Plots to visualize model predictions

• cld() summarizes multiple comparisons with letters
• Annotate means and 95% confidence interval error bars with letters
• Multiple comparisons are Tukey-adjusted, 95% CIs are Sidak-adjusted

cld_fung <- cld(emm_fung$emmeans, adjust = 'tukey', Letters = letters)
cld_fung_by_time <- cld(emm_fung_by_time$emmeans, adjust = 'tukey', Letters = letters)
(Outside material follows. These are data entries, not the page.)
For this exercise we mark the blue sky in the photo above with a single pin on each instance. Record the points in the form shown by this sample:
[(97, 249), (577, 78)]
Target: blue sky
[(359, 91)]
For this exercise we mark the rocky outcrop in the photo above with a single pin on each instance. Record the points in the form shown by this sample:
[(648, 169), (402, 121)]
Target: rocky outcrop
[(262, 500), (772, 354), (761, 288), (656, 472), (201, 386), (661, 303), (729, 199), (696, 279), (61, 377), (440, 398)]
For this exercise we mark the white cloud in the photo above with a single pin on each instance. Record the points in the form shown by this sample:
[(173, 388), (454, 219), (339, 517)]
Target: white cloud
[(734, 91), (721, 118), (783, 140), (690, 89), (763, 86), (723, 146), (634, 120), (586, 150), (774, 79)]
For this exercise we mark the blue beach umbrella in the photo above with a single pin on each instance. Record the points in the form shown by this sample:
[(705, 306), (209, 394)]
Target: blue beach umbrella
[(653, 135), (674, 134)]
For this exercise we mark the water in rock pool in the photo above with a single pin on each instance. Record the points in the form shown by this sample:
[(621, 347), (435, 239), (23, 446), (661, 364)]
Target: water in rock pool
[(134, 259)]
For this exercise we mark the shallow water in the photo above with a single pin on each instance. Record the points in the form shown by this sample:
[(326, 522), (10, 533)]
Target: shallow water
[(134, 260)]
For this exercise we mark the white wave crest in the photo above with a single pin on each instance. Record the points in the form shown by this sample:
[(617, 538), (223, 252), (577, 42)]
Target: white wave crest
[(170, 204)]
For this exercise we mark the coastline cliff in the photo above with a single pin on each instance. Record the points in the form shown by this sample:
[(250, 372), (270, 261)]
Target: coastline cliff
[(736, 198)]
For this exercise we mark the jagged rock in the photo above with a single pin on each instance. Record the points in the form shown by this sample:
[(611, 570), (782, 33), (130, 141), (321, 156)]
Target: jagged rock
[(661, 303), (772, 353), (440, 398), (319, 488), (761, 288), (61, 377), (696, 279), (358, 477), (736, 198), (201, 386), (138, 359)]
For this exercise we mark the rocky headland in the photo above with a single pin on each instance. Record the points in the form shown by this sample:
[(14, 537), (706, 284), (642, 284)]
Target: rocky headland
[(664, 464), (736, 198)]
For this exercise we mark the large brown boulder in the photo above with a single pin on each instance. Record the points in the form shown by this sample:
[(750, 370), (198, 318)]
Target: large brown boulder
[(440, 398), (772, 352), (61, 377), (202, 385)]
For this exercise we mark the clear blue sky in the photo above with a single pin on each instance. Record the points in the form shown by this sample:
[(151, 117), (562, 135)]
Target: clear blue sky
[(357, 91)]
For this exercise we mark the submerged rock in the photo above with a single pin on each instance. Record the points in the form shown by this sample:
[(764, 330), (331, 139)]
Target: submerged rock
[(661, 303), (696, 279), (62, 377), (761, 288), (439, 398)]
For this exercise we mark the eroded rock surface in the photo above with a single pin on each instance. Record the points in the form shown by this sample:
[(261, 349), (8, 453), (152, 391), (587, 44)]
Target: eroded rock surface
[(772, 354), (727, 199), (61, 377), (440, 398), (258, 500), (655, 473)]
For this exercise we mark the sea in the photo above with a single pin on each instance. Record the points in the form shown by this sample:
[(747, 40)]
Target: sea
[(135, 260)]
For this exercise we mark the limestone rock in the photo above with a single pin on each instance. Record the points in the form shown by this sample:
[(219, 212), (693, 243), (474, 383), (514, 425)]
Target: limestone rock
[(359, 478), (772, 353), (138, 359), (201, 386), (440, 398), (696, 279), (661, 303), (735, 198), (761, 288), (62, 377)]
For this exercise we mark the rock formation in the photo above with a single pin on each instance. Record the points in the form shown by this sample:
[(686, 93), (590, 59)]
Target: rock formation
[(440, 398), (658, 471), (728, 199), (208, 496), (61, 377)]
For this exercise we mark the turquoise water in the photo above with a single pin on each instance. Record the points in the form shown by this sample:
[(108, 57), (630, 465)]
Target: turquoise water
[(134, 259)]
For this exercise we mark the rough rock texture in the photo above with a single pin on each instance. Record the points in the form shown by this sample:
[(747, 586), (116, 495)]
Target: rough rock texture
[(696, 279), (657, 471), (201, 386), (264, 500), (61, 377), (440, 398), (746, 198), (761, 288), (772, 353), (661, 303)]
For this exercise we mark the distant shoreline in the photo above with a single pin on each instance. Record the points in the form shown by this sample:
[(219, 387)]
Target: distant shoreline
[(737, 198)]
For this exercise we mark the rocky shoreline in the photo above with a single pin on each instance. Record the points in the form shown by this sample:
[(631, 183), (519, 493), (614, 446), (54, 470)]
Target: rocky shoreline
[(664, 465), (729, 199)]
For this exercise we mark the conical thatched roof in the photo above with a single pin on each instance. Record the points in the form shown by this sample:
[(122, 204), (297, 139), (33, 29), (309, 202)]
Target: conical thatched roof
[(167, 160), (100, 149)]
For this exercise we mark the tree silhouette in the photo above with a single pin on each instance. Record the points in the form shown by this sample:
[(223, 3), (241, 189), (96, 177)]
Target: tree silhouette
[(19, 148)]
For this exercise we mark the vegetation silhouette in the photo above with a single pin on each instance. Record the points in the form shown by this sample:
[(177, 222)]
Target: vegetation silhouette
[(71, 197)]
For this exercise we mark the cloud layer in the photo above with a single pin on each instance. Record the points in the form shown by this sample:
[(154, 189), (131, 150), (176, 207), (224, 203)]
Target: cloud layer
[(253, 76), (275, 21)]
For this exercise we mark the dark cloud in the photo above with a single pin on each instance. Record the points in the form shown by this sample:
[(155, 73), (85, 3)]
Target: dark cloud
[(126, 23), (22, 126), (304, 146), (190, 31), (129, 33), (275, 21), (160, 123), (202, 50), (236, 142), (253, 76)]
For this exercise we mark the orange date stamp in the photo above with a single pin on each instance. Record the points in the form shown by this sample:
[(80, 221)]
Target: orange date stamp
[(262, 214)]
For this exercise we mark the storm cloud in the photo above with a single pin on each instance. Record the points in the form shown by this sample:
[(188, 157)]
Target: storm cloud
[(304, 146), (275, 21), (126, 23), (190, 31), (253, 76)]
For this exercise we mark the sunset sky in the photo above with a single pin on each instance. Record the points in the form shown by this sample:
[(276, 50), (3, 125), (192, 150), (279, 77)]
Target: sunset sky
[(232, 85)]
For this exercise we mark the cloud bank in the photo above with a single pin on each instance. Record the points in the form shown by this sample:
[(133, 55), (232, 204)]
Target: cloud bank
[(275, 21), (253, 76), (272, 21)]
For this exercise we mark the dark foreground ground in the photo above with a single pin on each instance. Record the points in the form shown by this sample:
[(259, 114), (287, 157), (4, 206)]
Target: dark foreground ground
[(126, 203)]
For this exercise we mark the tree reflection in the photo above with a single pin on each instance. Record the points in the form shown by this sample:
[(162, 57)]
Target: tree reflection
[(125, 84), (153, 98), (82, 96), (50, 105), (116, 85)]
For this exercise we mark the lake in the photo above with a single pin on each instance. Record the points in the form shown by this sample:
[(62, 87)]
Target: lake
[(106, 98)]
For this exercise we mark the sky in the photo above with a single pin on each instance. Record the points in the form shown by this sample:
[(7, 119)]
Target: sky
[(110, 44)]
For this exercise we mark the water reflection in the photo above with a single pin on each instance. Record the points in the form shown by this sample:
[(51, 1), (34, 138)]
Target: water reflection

plot_data <- bind_rows(as_tibble(cld_fung), as_tibble(cld_fung_by_time)) %>%
  mutate(time = fct_na_value_to_level(time, 'overall') %>%
           factor(labels = c(paste(c(12, 20, 42), 'days after planting'), 'overall')))

Fit models in SAS

• Similar but not identical models
• method = laplace, a maximum-likelihood method, specified to obtain AIC values

/* Unstructured covariance */
proc glimmix data = fungicide method = laplace;
    class block fungicide time;
    model n_healthy/n_plants = fungicide time fungicide*time;
    random intercept / subject = block;
    random time / subject = fungicide(block) type = un;
    lsmeans fungicide / ilink cl diff lines adjust = tukey;
    slice fungicide*time / sliceby = time ilink cl diff lines adjust = tukey;
run;

/* Compound symmetry */
proc glimmix data = fungicide method = laplace;
    class block fungicide time;
    model n_healthy/n_plants = fungicide time fungicide*time;
    random intercept / subject = block;
    random time / subject = fungicide(block) type = cs;
    lsmeans fungicide / ilink cl diff lines adjust = tukey;
    slice fungicide*time / sliceby = time ilink cl diff lines adjust = tukey;
run;

/* AR1 */
proc glimmix data = fungicide method = laplace;
    class block fungicide time;
    model n_healthy/n_plants = fungicide time fungicide*time;
    random intercept / subject = block;
    random time / subject = fungicide(block) type = ar(1);
    lsmeans fungicide / ilink cl diff lines adjust = tukey;
    slice fungicide*time / sliceby = time ilink cl diff lines adjust = tukey;
run;

Conclusion

What have you learned in this lesson?

• What GLMMs are and how link functions work
• How to fit GLMMs to repeated measures binomial data
• How to fit GLMMs with different error covariance structures
• How to compare means from GLMMs and plot them

Nice job! Pat yourselves on the back once again!